12 thoughts on “Polenta? NO! Grandma Cooked Cornmeal Mush

  1. Bro

    I never was a fan of those cornmeal mush breakfasts except on those rare occasions when we had genuine maple syrup. I could eat cardboard if it had enough maple syrup on it. Now we eat decadent polenta a la Italia, and sometimes I make a kind of cornmeal pancake with a cup of cornmeal, a tablespoon of cooking oil, one egg, and two thirds or more cup of milk, depending on how thin you want them. We prefer them not to have a mushy center. Adding some of last night’s leftover cooked whole kernel corn gives the cakes more personality. Soak the cornmeal beforehand (how long depends on how coarsely ground it is) before cooking.

    1. Vera Marie BadertscherVera Marie Badertscher Post author

      We love corncakes, too, bro, and thanks for your recipe. No flour? That would make a very crispy, lacy cake, right? And I love adding corn to cornmeal anything. Coming up–my special cornbread recipe.

      The corn meal mush is not mushy in the middle if you cook it long enough and hot enough, by the way. I just had some for lunch. Delish!

  2. Pam

    You inspired me to get out my Joy of Cooking cookbook. It was a wedding gift from my Aunt Neva in 1972. It does have the cornmeal mush recipe (followed by a polenta recipe). Now I need to make it, and follow you instructions for frying it.

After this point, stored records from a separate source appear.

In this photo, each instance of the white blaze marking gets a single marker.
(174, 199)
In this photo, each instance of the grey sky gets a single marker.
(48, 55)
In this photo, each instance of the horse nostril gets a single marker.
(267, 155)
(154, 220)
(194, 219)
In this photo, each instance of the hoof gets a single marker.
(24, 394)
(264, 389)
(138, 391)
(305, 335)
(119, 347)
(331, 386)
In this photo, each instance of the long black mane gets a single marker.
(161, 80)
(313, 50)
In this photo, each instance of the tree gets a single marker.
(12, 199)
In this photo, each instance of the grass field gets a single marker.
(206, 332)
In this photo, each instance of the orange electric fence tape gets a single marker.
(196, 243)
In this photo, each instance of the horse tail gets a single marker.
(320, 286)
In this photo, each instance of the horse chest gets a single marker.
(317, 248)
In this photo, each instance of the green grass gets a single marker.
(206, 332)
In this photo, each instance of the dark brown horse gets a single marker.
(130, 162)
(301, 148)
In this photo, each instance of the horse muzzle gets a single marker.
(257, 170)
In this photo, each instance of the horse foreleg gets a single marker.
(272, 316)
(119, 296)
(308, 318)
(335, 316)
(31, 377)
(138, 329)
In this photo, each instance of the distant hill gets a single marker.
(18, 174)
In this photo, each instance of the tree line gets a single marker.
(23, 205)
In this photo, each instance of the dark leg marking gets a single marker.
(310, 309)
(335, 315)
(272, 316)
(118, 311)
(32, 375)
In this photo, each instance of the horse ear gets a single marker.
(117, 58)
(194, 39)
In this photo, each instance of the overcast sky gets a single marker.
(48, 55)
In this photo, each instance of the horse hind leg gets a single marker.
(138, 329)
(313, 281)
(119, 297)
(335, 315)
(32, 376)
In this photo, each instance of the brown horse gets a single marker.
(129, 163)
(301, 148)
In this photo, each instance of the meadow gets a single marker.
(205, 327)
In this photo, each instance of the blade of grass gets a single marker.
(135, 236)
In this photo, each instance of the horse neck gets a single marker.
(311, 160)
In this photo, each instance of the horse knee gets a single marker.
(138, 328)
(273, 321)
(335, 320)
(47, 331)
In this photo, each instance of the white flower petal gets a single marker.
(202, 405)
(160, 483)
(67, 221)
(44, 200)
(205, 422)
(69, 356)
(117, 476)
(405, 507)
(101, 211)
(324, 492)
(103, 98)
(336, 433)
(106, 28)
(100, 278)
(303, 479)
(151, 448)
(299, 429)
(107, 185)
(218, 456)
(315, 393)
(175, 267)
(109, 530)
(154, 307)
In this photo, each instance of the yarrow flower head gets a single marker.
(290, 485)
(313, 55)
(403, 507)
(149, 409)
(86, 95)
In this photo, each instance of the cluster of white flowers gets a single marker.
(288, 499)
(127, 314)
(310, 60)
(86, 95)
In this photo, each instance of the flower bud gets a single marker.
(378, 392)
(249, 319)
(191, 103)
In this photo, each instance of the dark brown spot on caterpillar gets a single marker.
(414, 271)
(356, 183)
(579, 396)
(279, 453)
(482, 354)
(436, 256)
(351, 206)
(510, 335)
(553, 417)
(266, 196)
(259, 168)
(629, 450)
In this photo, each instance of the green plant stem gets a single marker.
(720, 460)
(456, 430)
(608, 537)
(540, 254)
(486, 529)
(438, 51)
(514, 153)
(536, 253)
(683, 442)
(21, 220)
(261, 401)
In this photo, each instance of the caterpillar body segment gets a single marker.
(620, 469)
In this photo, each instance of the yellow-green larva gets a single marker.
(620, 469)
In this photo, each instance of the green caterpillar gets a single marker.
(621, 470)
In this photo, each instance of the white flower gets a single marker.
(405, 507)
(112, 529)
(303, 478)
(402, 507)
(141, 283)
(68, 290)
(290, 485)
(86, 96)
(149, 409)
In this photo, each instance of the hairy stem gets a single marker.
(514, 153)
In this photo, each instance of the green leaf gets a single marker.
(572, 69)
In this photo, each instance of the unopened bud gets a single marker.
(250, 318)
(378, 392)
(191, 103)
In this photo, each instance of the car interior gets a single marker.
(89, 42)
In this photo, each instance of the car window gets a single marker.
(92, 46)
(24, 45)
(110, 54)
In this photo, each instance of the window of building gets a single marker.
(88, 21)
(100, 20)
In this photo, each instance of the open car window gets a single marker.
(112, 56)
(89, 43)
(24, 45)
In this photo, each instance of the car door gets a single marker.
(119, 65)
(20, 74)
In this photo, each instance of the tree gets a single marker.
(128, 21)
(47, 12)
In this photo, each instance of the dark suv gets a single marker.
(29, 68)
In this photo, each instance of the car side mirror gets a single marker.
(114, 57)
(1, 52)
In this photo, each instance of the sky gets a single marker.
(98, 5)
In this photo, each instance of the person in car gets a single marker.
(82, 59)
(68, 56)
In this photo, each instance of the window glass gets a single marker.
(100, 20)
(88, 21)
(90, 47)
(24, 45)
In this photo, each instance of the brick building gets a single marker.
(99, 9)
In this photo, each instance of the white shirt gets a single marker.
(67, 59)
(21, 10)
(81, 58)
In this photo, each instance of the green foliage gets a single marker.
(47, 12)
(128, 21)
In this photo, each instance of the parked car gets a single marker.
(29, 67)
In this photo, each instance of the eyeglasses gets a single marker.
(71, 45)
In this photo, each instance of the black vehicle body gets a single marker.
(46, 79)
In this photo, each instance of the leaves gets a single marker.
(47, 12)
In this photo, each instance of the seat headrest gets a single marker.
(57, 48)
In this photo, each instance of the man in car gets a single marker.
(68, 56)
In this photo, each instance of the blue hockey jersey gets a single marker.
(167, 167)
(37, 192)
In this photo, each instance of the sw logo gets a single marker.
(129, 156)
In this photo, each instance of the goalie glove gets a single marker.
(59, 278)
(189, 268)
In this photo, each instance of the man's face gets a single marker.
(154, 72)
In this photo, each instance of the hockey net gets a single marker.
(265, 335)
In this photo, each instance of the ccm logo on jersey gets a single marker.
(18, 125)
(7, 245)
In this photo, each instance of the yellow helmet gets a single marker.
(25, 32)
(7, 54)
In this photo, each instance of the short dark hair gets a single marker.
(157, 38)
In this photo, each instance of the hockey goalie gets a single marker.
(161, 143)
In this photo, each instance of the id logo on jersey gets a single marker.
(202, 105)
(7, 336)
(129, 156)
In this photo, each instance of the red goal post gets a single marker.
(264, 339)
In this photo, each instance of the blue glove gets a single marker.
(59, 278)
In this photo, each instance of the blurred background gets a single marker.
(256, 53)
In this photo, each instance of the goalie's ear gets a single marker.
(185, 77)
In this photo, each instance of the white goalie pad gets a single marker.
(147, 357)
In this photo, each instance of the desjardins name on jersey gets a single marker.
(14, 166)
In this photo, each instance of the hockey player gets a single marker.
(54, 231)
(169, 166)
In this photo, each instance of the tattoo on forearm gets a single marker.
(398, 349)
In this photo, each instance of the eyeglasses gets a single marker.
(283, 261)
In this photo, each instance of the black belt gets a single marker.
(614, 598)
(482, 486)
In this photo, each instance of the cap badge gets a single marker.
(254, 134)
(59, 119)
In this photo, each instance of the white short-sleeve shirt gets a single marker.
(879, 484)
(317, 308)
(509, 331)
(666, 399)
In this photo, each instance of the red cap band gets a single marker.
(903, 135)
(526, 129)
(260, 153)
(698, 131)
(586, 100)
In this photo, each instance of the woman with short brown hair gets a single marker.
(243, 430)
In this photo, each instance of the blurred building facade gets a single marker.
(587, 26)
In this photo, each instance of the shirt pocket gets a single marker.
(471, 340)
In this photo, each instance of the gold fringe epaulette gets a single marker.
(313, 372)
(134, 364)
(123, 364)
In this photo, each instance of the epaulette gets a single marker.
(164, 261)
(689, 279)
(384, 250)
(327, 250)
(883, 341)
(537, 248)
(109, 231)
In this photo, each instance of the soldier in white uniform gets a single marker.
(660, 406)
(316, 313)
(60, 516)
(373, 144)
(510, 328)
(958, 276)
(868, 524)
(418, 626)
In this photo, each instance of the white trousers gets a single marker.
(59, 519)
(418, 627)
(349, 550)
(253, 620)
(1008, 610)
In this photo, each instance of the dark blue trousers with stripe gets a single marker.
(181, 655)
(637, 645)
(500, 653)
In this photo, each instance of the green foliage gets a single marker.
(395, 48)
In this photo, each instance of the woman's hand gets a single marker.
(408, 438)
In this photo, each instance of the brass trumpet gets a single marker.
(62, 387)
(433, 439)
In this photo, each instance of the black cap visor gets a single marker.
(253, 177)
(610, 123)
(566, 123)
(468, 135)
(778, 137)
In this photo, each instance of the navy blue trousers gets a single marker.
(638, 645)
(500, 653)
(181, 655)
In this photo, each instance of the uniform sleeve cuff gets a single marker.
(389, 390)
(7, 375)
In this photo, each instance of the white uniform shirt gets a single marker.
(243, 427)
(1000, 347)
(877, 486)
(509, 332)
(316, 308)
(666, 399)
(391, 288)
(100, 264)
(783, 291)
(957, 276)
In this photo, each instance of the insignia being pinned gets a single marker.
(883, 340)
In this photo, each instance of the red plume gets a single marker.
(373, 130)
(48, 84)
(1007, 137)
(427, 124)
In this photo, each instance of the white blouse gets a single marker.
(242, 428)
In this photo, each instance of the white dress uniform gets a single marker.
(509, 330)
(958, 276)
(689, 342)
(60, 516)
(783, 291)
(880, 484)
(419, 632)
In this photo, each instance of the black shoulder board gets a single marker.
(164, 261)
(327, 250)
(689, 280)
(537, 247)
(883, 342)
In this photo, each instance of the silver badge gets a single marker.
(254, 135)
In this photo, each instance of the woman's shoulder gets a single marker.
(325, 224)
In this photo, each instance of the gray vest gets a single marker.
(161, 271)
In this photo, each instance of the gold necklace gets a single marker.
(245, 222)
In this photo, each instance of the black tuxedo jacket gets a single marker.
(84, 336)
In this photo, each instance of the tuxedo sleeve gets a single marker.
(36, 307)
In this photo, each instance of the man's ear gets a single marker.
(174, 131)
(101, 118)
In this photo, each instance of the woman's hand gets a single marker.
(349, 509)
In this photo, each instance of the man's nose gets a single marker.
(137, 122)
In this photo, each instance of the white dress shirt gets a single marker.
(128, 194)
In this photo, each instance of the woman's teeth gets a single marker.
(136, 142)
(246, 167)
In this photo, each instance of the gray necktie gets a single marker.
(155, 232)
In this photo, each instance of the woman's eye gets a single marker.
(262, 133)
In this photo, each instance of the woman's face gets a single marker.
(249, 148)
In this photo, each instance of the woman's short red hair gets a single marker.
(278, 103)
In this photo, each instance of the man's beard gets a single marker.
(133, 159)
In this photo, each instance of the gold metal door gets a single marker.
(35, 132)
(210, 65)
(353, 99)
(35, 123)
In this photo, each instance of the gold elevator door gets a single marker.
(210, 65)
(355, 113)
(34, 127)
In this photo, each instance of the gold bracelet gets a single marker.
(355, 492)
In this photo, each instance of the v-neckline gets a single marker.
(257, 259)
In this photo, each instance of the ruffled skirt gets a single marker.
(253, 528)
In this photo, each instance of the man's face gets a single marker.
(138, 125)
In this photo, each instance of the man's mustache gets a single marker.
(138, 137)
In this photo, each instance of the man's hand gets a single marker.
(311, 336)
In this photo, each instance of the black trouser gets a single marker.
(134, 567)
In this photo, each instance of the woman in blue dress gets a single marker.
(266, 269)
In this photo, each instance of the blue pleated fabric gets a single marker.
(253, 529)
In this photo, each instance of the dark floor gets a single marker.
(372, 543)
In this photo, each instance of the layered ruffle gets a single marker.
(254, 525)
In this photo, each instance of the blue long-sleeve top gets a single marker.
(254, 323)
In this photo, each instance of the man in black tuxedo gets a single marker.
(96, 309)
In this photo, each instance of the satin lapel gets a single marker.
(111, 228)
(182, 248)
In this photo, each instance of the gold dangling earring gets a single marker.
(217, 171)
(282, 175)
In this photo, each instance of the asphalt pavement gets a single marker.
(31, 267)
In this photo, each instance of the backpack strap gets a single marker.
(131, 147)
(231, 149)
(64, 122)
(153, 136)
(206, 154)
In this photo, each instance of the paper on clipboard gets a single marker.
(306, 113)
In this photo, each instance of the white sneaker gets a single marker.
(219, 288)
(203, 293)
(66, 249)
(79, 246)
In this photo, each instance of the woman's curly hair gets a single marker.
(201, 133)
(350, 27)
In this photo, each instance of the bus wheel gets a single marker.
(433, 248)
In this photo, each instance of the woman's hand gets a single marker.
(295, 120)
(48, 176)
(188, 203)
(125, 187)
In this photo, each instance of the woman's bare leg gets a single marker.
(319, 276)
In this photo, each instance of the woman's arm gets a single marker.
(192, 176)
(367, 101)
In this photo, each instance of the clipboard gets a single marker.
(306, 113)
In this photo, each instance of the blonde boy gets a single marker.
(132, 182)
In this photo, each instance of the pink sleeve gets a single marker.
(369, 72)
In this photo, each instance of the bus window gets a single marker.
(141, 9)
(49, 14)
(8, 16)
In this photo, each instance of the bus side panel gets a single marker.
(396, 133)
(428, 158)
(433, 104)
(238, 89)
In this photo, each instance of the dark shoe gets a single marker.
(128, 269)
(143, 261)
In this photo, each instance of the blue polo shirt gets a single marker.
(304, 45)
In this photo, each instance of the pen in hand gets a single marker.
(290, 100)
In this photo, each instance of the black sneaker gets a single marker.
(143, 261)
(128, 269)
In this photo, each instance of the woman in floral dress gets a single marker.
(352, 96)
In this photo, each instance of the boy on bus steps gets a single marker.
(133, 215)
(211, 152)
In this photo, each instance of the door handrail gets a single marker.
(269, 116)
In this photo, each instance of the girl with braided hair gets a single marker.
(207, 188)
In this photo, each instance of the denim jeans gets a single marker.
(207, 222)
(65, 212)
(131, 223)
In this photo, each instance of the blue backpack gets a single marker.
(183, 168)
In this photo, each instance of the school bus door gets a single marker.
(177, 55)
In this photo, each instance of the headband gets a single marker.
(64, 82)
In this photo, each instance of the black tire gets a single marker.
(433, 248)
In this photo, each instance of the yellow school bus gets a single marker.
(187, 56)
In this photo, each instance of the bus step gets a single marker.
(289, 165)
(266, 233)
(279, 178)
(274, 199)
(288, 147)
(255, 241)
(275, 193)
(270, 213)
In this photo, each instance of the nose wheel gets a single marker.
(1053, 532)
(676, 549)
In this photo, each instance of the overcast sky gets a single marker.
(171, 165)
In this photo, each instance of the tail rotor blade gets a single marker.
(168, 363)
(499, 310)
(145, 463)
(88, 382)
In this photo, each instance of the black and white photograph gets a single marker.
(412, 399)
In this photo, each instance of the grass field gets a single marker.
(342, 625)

    1. Vera Marie BadertscherVera Marie Badertscher Post author

      Hi Pam–always happy to see someone else who uses Joy of Cooking. But I’ve worn out one, kept the 2nd just because it has some recipes that were taken out of the 3rd, and taped together the 3rd of my copies. Boy, I really have USED these books! Enjoy your cornmeal mush and try to get some maple syrup to top it.

    1. Vera Marie BadertscherVera Marie Badertscher Post author

      How delightful that you have your grandmother’s recipe. And I like your recipes from different places. I also read that the Pilgrims and other early settlers made corn meal mush in imitation of other “mushy” recipes made with different grains in England that were not available at first in the U.S.

  3. Paula Price

    Corn meal mush and corn cakes, YUM! However, being a Virginian I add in corn pone and spoon bread. Also YUM! Oh, and don’t forget the scrapple to go with the mush. Not yum!

  4. Tom Fair

    Eating a breakfast of cornmeal mush with syrup is one of my fondest childhood memories. I can still taste it!